The legislative process

Lee's Summit JournalMay 8, 2014 

With two full weeks left in the 2014 session, business in the Capitol is moving ahead at full speed. Any bill expected to have a chance for passage has probably moved most of the way through the process. Right now, I have six bills in the House; some on the floor and some still in committee. In addition to my bills, I’m also handling more than a dozen measures in the Senate for different House sponsors.

Every week, your 8th District office gets phone calls and emails about the status of a particular bill, or even the generic, “Where is the bill on this legislative concept?” questions. Based on some of those conversations, I think it would be helpful to review the legislative process in the Missouri General Assembly.

Prefiled bills in both the House and Senate receive their bill numbers Dec. 1. Because the Senate refers bills in order, many more bills are prefiled in the Senate so they can have lower numbers, and be earlier in line for referral to committee. Senate bills can continue to be introduced until the sixtieth day of the legislative session. This year that deadline was Feb. 27.

The next step for a bill is to be referred to committee. That is done by the President Pro Tem in the Senate and the Speaker in the House. The bill sponsor can request a certain committee, but the final decision is up to the chamber’s leader. Both bodies have rules for how bills are referred, and how quickly.

Once assigned to a committee, the sponsor will request a hearing for the legislation. Each committee chairman has complete control over which bills to hear and in what order. Since time is important, the earlier a bill is heard the better chance it has to complete the whole process. When a hearing takes place, a minimum of 24 hours’ notice is given for supporters or opponents to come testify.

After the hearing, the committee chair will schedule the bill to be heard in executive session, where a vote is held. The vote can be the same day, but most chairs give members at least a week to look at the bill. Often, it is many weeks later, and some bills that get a hearing never get a vote. If the bill receives a majority vote in committee, it is then up to the chair to ask it be reported to the floor. Then the chamber leader (President Pro Tem or Speaker) will call for the bill to be heard on the floor when he is ready.

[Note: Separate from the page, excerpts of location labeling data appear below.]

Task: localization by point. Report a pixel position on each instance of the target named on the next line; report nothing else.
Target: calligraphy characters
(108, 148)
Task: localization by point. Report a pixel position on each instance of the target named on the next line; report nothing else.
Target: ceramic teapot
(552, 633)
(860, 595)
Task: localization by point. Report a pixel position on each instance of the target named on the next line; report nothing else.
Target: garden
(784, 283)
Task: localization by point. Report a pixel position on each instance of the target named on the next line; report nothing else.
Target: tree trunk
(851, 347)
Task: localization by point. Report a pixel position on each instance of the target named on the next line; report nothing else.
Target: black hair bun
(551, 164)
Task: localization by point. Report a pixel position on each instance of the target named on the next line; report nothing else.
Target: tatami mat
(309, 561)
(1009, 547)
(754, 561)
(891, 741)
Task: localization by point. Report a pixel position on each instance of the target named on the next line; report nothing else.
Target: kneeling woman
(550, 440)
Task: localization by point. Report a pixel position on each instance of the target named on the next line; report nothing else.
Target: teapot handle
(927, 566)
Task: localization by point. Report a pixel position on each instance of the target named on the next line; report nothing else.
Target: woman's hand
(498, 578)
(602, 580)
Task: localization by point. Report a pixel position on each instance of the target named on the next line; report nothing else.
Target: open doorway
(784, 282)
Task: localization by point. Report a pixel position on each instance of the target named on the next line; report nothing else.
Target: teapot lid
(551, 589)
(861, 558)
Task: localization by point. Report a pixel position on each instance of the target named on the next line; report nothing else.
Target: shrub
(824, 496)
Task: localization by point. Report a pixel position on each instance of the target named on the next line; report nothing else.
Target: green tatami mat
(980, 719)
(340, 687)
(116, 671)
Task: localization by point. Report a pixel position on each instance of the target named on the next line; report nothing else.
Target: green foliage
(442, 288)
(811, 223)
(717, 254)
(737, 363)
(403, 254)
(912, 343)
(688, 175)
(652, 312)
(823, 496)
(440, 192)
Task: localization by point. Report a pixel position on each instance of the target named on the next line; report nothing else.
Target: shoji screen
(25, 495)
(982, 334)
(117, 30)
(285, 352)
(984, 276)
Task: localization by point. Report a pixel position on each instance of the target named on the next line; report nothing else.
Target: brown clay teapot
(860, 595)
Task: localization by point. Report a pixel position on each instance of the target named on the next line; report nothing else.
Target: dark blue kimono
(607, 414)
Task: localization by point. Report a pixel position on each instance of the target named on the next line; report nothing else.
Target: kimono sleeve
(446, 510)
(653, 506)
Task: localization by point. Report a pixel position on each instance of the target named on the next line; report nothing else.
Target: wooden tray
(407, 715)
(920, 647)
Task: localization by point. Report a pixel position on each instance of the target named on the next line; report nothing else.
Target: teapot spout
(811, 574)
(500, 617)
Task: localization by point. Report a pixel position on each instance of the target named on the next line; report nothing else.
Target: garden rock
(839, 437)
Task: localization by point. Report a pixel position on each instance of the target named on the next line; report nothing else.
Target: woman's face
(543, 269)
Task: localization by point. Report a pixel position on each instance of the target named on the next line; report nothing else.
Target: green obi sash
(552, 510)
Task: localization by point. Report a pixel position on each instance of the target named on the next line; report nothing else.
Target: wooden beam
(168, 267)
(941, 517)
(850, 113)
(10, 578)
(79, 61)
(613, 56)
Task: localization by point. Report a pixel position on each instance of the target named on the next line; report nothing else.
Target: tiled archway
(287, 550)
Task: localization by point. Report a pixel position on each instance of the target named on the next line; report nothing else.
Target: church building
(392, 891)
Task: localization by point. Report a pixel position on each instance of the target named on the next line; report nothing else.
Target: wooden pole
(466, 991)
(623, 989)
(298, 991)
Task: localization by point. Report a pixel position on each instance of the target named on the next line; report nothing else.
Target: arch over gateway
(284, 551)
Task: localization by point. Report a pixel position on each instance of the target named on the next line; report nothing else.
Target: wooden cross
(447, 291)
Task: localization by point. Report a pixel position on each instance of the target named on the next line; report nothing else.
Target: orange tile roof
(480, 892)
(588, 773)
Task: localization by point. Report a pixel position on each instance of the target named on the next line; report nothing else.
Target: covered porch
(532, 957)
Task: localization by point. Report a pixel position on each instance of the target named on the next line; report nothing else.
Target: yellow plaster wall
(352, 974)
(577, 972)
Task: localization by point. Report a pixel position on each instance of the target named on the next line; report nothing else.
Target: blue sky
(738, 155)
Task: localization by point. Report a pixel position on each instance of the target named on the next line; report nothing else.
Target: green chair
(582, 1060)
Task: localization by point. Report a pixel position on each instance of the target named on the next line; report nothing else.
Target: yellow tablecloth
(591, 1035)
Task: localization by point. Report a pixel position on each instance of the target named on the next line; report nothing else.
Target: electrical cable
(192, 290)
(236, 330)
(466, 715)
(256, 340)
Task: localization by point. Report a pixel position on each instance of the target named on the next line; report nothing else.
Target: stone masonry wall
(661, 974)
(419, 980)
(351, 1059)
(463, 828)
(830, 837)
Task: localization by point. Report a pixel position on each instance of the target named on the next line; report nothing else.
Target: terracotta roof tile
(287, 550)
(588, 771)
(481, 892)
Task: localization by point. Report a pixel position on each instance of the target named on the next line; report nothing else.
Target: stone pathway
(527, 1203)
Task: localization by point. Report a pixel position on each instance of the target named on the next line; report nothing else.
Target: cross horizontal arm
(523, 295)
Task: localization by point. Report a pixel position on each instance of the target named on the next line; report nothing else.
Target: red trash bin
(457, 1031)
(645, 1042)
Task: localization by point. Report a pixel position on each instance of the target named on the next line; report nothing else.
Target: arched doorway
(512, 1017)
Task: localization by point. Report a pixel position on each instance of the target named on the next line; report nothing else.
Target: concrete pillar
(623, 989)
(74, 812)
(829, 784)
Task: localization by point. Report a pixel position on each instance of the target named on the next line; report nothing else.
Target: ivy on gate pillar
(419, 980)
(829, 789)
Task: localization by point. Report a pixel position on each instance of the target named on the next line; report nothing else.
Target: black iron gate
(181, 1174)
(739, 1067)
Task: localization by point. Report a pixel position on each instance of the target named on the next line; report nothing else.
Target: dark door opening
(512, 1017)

From there, the Majority Floor Leader will decide when to debate the bill on the floor. All bills originally go on a formal calendar where bills are heard in order. Often, especially later in session, bills are put on an informal calendar. Once there, they can be taken up in any order. The floor leaders control not only what bills are heard, but how much time they get for debate. This process is very different in the House and Senate.

Once up for debate, a bill is first perfected, or reaches the point where no more changes can be made. The perfection vote is usually a voice vote. The next step is to third read a bill, which requires a vote by roll call. If the bill passes the roll call, it is sent to the other body. There, the same process is repeated.

If the other chamber makes changes to the originating chamber’s bill, the sponsor has two options. The first is to accept the changes and take the bill up for one more vote, which will send it to the governor. The second is to take the bill to a conference committee to work out any differences between the bodies. A conference committee is made up of members of the Senate and House. Most conference committees take their lead from the original sponsor of the bill. Once they reach agreement, a final bill is sent back to both chambers for one final vote.

There are many ways to change a bill. In committee, a full bill substitute can be offered or individual amendments can be offered. Once the bill gets to the floor, both substitutes and amendments can be debated and added. The same is true in the opposite body, both in their committee process and on their floor. Those substitutes and amendments can adjust the original language or add brand new sections. With four realistic moments to change a bill, keeping a bill “clean,” with no changes from start to finish, is very rare.

Here is where the process can get tricky. The same exact language can be filed in an original House bill and an original Senate bill. But, through the process, those two bills may become very different pieces of legislation. It isn’t rare at all that an elected official will end up supporting one version, and opposing another.

If a constituent calls or emails our office regarding a specific idea (i.e. Common Core, Medicaid reform) or a specific bill number, the first thing we do is look up the bill(s), find the current status, and do a quick review. Since bills can change quickly, we like to update the constituent. Often, something has changed which gives them pause, or changes their perspective.

I regularly get asked, “Where do you stand on ‘such and such?’” My answer is almost always that I won’t make a decision until the bill is on the floor and has been perfected. Only then can I be sure of the actual language on which I will be voting. While I might support the concept in the legislation, it isn’t until I know the details that I can truly make a choice.

 

State Senator Will Kraus-R serves District Eight and is a resident of Lee’s Summit.